Le droit à la vie privée est fondamental. C’est la pierre angulaire d’une société démocratique et de toutes ses lois, qu’il s’agisse du secret du vote, de la confidentialité des rapports entre médecin et patient ou client et avocat, comme du principe de la propriété privée ou de la liberté individuelle.
Alors comment se fait-il que la protection de la vie privée soit devenue une des questions brûlantes de ce début du XXIe siècle ?
Le développement des nouvelles technologies d’information et de communication permet aux gouvernements comme aux entreprises de collecter, garder en mémoire et « exploiter » comme jamais auparavant une quantité grandissante de renseignements d’ordre personnel. Dès 1996, Bruce Phillips, alors Commissaire à la protection de la vie privée du Canada, s’inquiétait : « Une grande part des éléments qui constituent la personnalité d’un être humain sont désormais à vendre ou à acheter et donne lieu à un énorme trafic. Gouvernements et entreprises commerciales veulent tout savoir de nous ou presque. »

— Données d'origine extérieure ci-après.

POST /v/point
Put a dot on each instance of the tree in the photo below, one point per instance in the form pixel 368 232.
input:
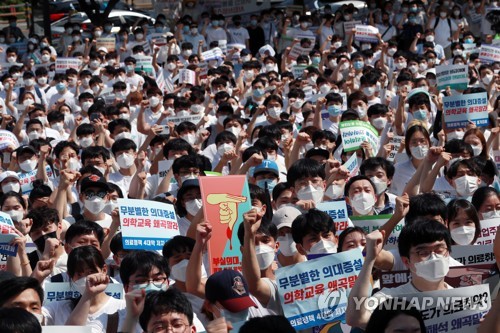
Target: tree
pixel 93 10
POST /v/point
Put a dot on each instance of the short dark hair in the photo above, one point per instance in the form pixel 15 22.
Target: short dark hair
pixel 423 230
pixel 158 302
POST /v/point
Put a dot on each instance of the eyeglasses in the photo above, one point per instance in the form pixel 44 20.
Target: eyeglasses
pixel 89 194
pixel 426 253
pixel 176 326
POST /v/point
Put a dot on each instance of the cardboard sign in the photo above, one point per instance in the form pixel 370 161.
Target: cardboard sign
pixel 355 132
pixel 374 222
pixel 454 76
pixel 62 64
pixel 460 109
pixel 337 210
pixel 315 292
pixel 366 34
pixel 146 225
pixel 225 200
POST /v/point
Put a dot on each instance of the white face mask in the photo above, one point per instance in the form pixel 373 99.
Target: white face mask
pixel 15 215
pixel 194 206
pixel 14 186
pixel 466 185
pixel 419 152
pixel 463 235
pixel 363 202
pixel 28 165
pixel 265 256
pixel 311 193
pixel 380 186
pixel 95 205
pixel 286 245
pixel 125 160
pixel 323 247
pixel 433 269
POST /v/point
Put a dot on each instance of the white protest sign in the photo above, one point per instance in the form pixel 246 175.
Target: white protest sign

Depuis lors, des histoires invraisemblables ont émergées des conséquences imprévisibles de ce commerce de l’information privée.
- Un salon funéraire canadien, qui s’était procuré les noms et adresses de victimes du cancer, a envoyé à une Montréalaise une proposition de concession funéraire et de services d’inhumation prépayés.
- Un fabricant de sucreries a envoyé par courrier des barres de chocolat aux membres d’un programme Weight Watchers dont il avait réussi à ses procurer la liste.
- Une partie des informations confidentielles du dossier de santé d’une patiente de Toronto s’est retrouvée dans des centaines de boîtes à lettres, imprimée à l’endos d’un dépliant de promotion immobilière.
- Certains des cobayes d’une recherche sur l’anémie à cellules falciformes, qui avaient accepté de fournir des échantillons d’ADN aux chercheurs, se sont rendu compte qu’ils avaient de plus en plus de mal à trouver de l’emploi ou un assureur.
- Selon Phone Busters National Call Centre, en 2003, plus de 13 000 Canadiens ont été victimes d’usurpation d’identité, engendrant un coût total de plus de 21 millions de dollars. En 2002, seulement 7 600 cas avaient été rapportés.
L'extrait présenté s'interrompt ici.